Sábado: “El espejismo nuestro de cada día”
Soñar mundos ajenos
Desde chicos nos dijeron que había que soñar alto —tan alto que la vida quedaba con complejo de eterno deudor— y así aprendimos a padecer la espera. Crecimos creyendo que la realidad nos debía algo.
Entonces el dolor aparece por la factura nunca cobrada: no es tanto lo que nos ocurre como lo que imaginamos que tendría que ocurrir. Cuando soltamos esa expectativa —cuando dejamos de perseguir espejismos— el sufrimiento se encoge y deja de dictar las cosas.
Se vuelve ruido de fondo, una molestia doméstica que ya no nos gobierna.
El enemigo más silencioso
No es la vida la que mata; es la rutina.
Esa cadena invisible que amarra las horas y va robando colores y olores hasta dejarnos en escala de grises. La rutina aprieta porque nos enseña a mirar con los ojos hipotecados.
Pero hay rescate: la creatividad, la capacidad de ver un sol en la tormenta, una ventana en la pared más alta. Un gesto pequeño —cambiar la canción del mediodía, escribir una nota absurda, inventar un cuento para la vecina— revienta la monotonía como una semilla que rompe cemento.
Lo que no se compra
Vivimos pensando que las cosas nos deben, que todo está hecho para complacernos y por eso gastamos la vida buscando afuera lo que llevamos adentro.
Pero hay tesoros que no tienen precio y conviene recordarlos en voz alta. Todo lo que tiene un valor para nuestra alma no se puede comprar con dinero. Estar en paz, con nosotros y luego con todo lo demás.
Y junto a eso: una risa auténtica, un abrazo que no se mide en tiempo, la mirada de alguien que te escucha sin prisa, la memoria de los veranos de infancia, el tiempo quieto para pensar, el asombro por una mañana cualquiera, el perdón que libera, la curiosidad que nunca envejece.
Esos son los bienes que no caben en una tarjeta y si los descuidas se te escapan como arena entre los dedos.
El espejismo de lo ajeno
Queremos que la vida se amolde a nuestros deseos y esa avidez nos devora; nos volvemos sombras de lo que podríamos ser.
Pensamos que, si cambiamos de ciudad, de pareja o de trabajo, la pieza faltante encajará.
Pero la pieza está en el estante interno: paciencia, humildad, el gusto por lo pequeño. Moldear la existencia no es domesticarla, sino aprender a bailar con sus golpes y sus silencios.
El incendio y la ceniza
La vida, a su vez, nos manipula: trompazos inesperados, pérdidas, fracturas.

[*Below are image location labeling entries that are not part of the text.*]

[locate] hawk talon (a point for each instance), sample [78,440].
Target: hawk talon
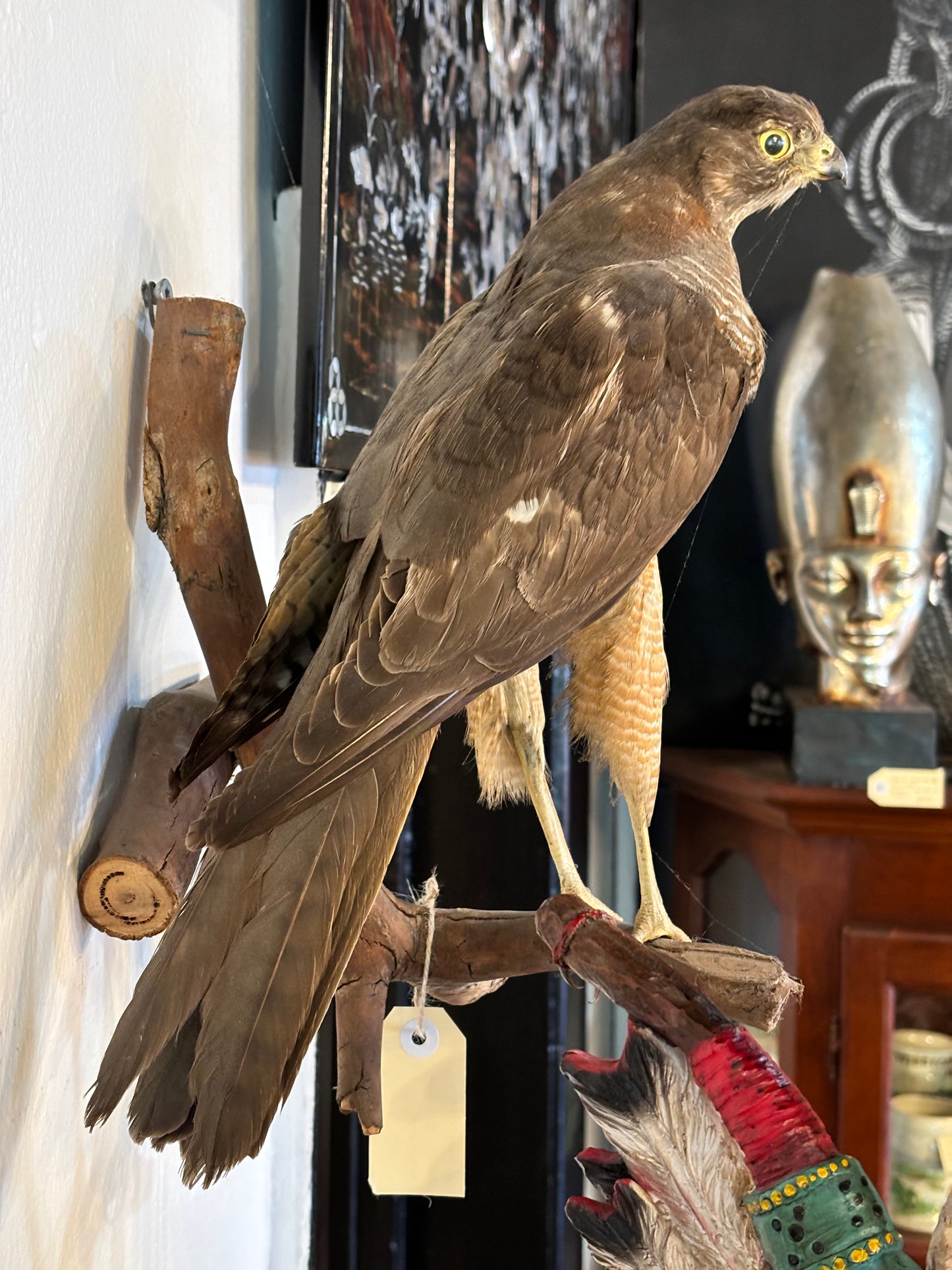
[578,888]
[653,925]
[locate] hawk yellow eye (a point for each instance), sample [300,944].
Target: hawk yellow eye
[776,142]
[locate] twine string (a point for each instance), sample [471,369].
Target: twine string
[428,901]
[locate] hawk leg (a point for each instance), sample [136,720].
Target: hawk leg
[617,693]
[505,727]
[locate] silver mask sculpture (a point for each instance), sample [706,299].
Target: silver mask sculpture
[858,455]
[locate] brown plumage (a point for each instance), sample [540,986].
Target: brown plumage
[545,445]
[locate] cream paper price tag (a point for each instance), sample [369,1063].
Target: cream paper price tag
[422,1147]
[908,786]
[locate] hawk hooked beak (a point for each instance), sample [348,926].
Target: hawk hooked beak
[826,161]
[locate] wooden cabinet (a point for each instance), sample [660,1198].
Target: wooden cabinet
[864,897]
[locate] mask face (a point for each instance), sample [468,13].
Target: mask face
[861,605]
[858,455]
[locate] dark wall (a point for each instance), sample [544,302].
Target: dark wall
[725,631]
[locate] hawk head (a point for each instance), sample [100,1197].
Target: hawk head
[745,149]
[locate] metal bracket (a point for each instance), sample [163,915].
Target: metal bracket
[153,293]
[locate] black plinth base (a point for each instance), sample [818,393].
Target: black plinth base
[845,745]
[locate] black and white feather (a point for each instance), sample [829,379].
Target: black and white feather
[675,1180]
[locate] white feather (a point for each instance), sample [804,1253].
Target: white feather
[688,1176]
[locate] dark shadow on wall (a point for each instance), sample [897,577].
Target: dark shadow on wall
[725,633]
[279,79]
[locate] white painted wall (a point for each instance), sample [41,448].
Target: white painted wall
[126,152]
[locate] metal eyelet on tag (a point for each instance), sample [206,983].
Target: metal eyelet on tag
[416,1045]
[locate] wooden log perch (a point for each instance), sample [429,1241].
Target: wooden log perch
[193,504]
[192,496]
[141,871]
[475,952]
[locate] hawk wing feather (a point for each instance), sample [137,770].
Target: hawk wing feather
[569,422]
[310,577]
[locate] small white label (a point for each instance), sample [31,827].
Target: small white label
[908,786]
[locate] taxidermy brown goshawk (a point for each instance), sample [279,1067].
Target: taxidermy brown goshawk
[545,445]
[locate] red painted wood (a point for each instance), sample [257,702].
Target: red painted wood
[775,1127]
[829,859]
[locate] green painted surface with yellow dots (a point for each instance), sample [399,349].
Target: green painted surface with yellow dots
[827,1218]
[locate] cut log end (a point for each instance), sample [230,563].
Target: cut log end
[128,900]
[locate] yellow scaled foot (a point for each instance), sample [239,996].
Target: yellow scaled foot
[652,922]
[574,886]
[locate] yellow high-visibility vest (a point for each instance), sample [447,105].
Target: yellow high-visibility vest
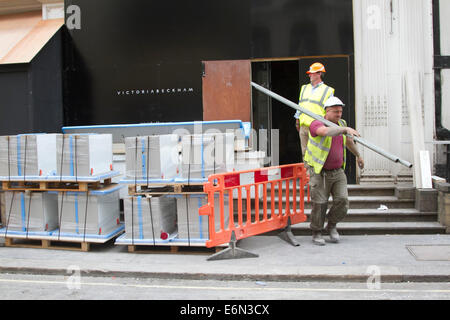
[313,101]
[318,148]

Cayendo aprendemos la lección más terca: nos levantamos.
Porque en esa caída aparece algo que nunca calculamos —una canción que te rescata, un gesto ajeno que te vuelve humano— y entonces la ceniza se convierte en tierra fértil.
No hay tragedia definitiva; siempre queda una rendija por donde entrar al nuevo día.
Somos fuego que se reinventa.
Cierre: La aventura escondida
Cada jornada, por más gris, guarda una aventura diminuta. No es un llamado a grandilocuencias, sino a mirar: la historia en la cara de un desconocido, el consuelo en un abrazo distraído, la belleza de un pan recién horneado.
El secreto no está en dejar de soñar, sino en aprender a soñar aquí, en este suelo imperfecto, sin exigirle cuentas a la realidad. La vida no nos debe nada; nos presta instantes. Nos toca devolvérselos vividos, no desperdiciados.